The southern North Island has only 95ha of commercial kiwifruit, of which nearly 80ha are in or near Wanganui.
The Cooper family grow the most kiwifruit in the district - a total 47ha of vines - and the affected Pauls Rd orchard is next door to 16ha of Cooper kiwifruit.
"It could have been in the neighbour's vines last season. It could well be in our orchard ... we hope not," boss Noel Cooper said. He has been expecting the bacteria, and said it was a matter of when, not if. It has already infected 2262 New Zealand orchards - 75 per cent of the country's kiwifruit plantations.
Mr Cooper said the disease might cause small growers to pull out their vines, but his family was committed to continuing with kiwifruit.
"I don't think it's a death sentence - it's just something we have to get on top of.
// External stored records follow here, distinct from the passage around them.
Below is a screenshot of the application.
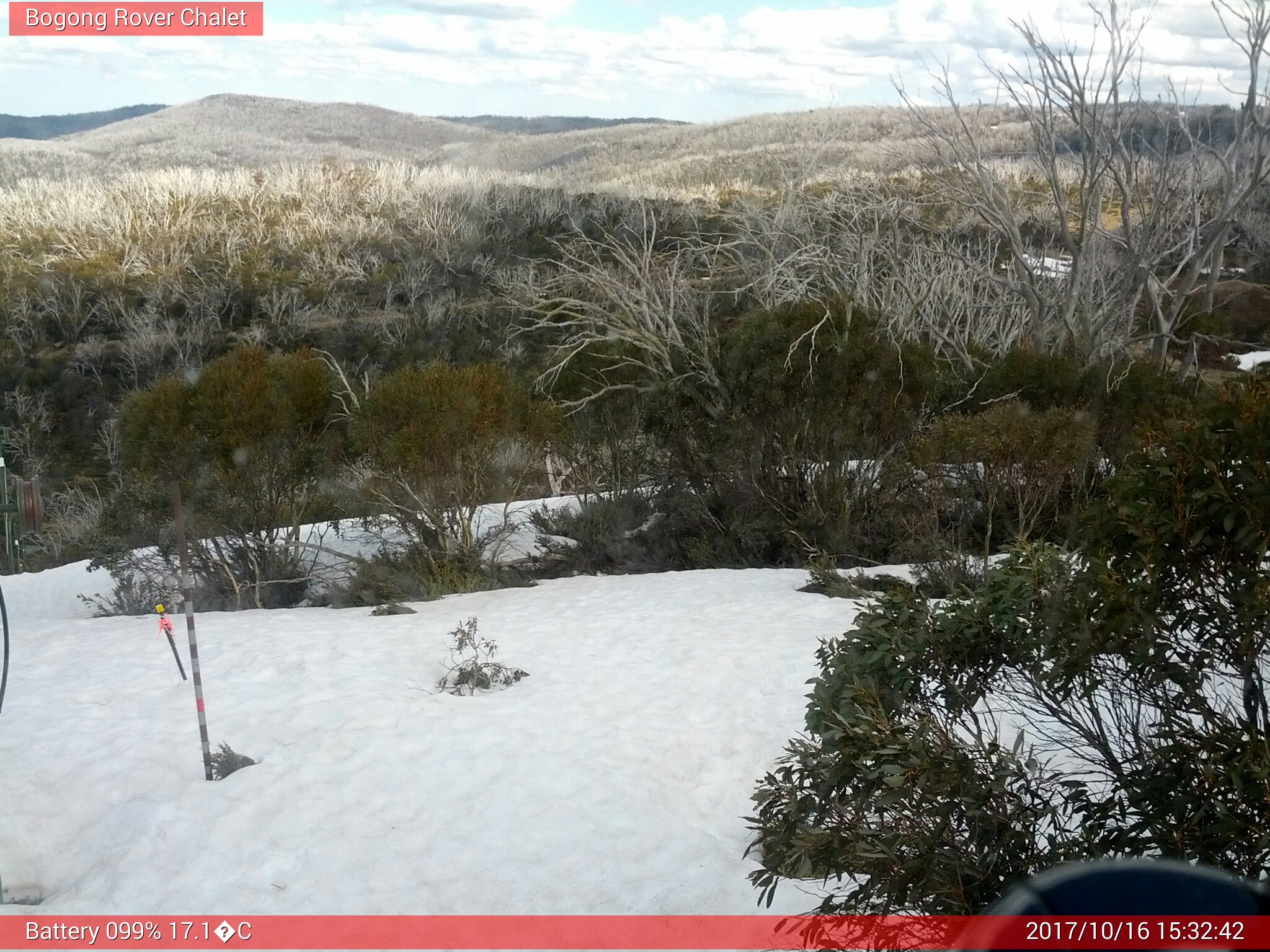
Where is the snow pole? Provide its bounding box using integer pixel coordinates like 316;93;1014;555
155;606;189;681
0;571;9;710
171;481;212;779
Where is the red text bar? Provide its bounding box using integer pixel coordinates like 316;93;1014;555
0;913;1270;952
9;0;264;37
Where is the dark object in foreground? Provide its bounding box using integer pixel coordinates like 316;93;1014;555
959;859;1270;948
212;743;255;781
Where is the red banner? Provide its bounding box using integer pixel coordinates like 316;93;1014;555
0;906;1270;952
9;0;264;37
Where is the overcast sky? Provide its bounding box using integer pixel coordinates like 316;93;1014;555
0;0;1254;121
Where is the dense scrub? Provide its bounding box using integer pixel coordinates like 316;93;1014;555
753;381;1270;914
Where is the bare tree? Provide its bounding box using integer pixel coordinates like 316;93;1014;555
510;203;725;414
900;0;1270;359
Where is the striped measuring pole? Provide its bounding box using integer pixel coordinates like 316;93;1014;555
171;482;212;779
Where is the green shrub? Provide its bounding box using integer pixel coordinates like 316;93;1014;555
114;346;339;608
752;379;1270;914
910;400;1097;556
326;546;533;608
647;303;935;565
350;363;557;558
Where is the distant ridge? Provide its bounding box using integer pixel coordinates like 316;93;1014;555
0;103;167;138
437;115;692;136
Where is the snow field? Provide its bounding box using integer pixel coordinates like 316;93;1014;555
0;563;856;915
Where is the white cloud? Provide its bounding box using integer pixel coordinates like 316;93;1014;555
0;0;1254;114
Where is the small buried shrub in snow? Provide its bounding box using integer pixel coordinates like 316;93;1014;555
913;552;984;598
800;558;916;598
437;618;530;694
212;743;255;781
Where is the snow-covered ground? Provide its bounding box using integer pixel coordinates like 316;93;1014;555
0;563;856;914
1231;350;1270;371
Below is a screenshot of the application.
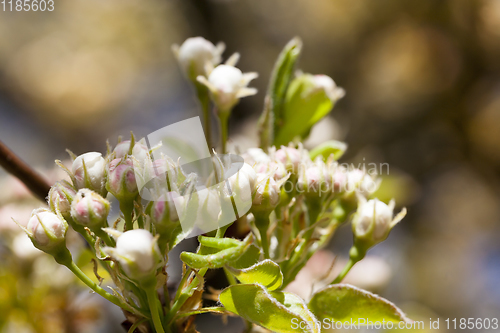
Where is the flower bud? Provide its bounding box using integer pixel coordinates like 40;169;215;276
253;173;280;210
352;197;406;252
26;208;68;253
71;189;110;229
174;37;225;81
73;152;106;194
297;163;332;197
150;192;182;233
106;158;138;201
103;229;160;281
242;148;271;166
274;146;302;173
49;180;76;218
198;65;258;113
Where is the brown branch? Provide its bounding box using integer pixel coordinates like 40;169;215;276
0;141;50;201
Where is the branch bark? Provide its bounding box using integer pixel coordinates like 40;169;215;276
0;141;50;201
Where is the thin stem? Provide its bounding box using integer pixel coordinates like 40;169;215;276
177;307;226;318
196;85;212;149
331;258;357;284
219;110;229;154
146;288;165;333
0;141;50;201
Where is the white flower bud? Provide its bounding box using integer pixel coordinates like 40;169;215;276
253;173;280;210
352;197;406;251
198;65;258;113
242;148;271;166
71;189;110;229
274;146;302;172
174;37;225;81
73;152;106;194
106;158;138;201
49;180;76;218
26;208;68;252
103;229;160;281
311;75;345;102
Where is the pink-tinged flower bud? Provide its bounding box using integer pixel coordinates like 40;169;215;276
352;197;406;251
198;65;258;113
106;158;139;201
274;146;302;173
254;161;288;181
150;192;182;228
113;140;132;158
297;164;332;196
73;152;106;194
173;37;225;81
103;229;161;282
71;189;110;229
26;208;68;253
49;180;76;218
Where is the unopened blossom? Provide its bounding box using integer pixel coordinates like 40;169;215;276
274;146;302;172
48;180;76;218
71;189;110;229
242;148;271;166
310;75;345;102
173;37;225;81
26;208;68;252
106;158;138;201
352;197;406;250
72;152;106;193
198;65;258;113
103;229;160;281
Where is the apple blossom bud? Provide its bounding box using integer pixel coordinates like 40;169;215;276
73;152;106;194
71;189;110;229
297;163;332;197
150;192;182;233
242;148;271;166
26;208;68;253
106;158;139;201
274;146;302;173
198;65;258;113
48;180;76;218
253;173;280;211
174;37;225;81
228;163;257;207
103;229;160;281
352;196;406;252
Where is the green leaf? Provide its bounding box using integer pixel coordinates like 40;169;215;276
230;259;283;290
274;74;334;146
228;245;260;269
180;234;253;269
309;140;347;161
219;284;319;333
259;37;302;150
308;284;411;322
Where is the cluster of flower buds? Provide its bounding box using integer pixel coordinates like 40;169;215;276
351;196;406;260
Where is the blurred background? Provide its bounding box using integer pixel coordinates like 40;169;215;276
0;0;500;333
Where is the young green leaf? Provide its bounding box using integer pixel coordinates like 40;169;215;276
219;284;319;333
229;259;283;290
309;140;347;161
259;37;302;150
308;284;411;322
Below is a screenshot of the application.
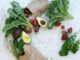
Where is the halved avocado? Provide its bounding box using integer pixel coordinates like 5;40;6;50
22;31;31;43
36;17;47;27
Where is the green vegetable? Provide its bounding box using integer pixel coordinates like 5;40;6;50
9;41;20;60
71;41;80;53
59;35;76;56
46;0;72;29
3;1;32;35
9;40;24;59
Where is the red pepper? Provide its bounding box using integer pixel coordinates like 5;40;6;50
27;29;32;33
61;25;65;29
61;32;68;40
68;27;72;33
55;21;61;26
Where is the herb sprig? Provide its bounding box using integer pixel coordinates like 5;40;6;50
46;0;73;29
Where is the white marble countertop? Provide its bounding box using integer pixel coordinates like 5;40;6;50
0;0;80;60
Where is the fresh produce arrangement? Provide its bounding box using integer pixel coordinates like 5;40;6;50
3;0;80;60
46;0;73;29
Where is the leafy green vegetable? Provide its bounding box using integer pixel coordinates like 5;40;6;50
71;41;80;53
59;35;76;56
9;41;20;60
10;40;24;59
46;0;72;29
3;1;32;35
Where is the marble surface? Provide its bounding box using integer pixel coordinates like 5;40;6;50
0;0;80;60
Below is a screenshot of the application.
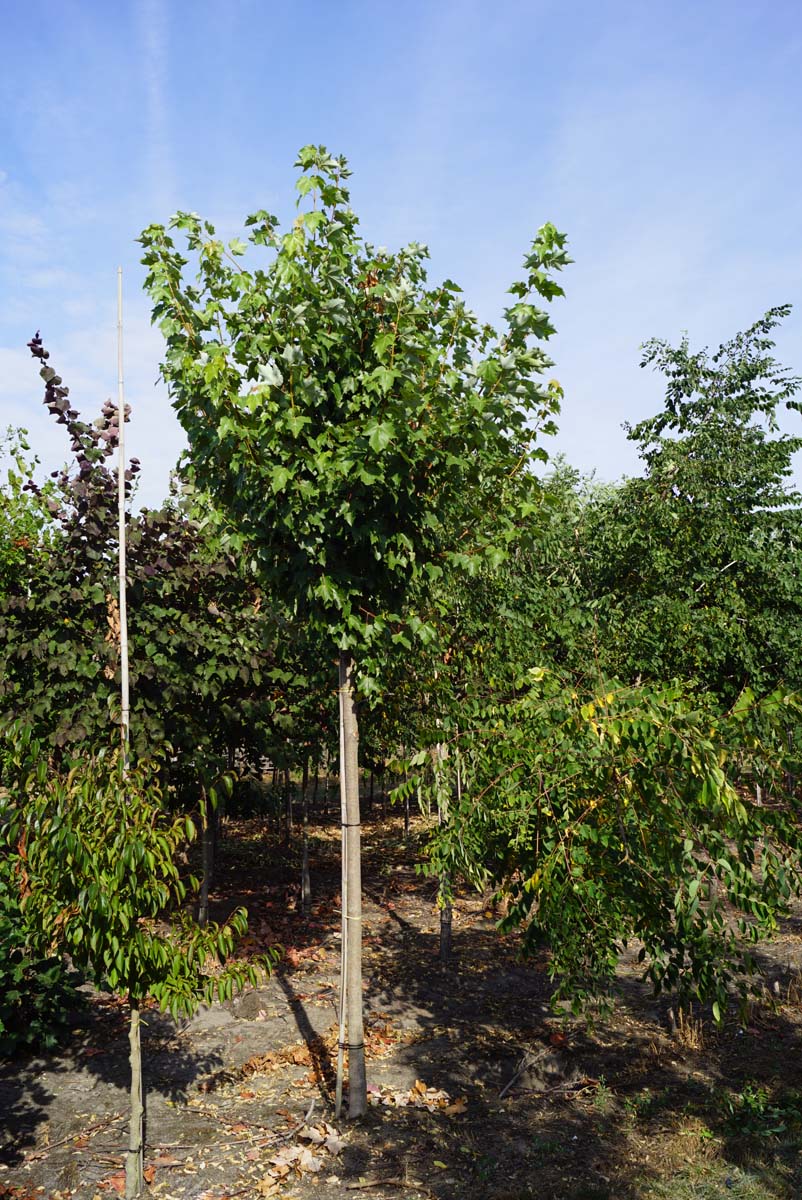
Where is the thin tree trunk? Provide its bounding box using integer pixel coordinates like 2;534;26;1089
285;767;293;845
301;756;312;917
198;785;214;929
403;780;409;841
125;1000;145;1200
336;686;348;1121
435;744;451;962
340;650;367;1117
323;750;329;821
There's a lot of people that are surviving and it just means we have extra costs to control or keep Psa out."
He had to be philosophical.
"There's no point in crying if you are in business - there's lots of people worse off."
He said the Pauls Rd orchard had had a new owner recently, and its fruit was packed at Apata, a hot spot for the disease.
Staff members from the Apata packhouse regularly visit the orchards whose fruit they pack. Precautions are taken, but the bacteria may have reached Wanganui from Apata, via an infected bin, Mr Cooper said.
Over in Brunswick, Bruce and Diane Rhodes have about 5ha of kiwifruit that is also packed at Apata. Mrs Rhodes said they wouldn't be tearing out their vines and they had been taking preventive measures - banning vehicles from their orchard for the past year, and using preventive copper sprays.
Wanganui growers have some advantages as they fight off Psa - they don't grow the gold kiwifruit variety most susceptible to it, and most vines are on a Psa resistant Bruno rootstock. Psa arrived in New Zealand in the Bay of Plenty in 2010, and a report estimates it will cost the country between $310 million and $410 million from 2012-17.
In the three years since it arrived growers have learned a lot about how to live with it.
"The industry has developed some really good protocols. We can just jump on that bandwagon," Mr Cooper said.
The Psa bacteria affects only kiwifruit. If it grows on the outside of the plant it has no effect but when it gets inside, often through pruning cuts, it causes leaf spotting, wilting, oozing from the canes and sometimes death. The bacteria is spread by wind and weather. It can also move on people's shoes.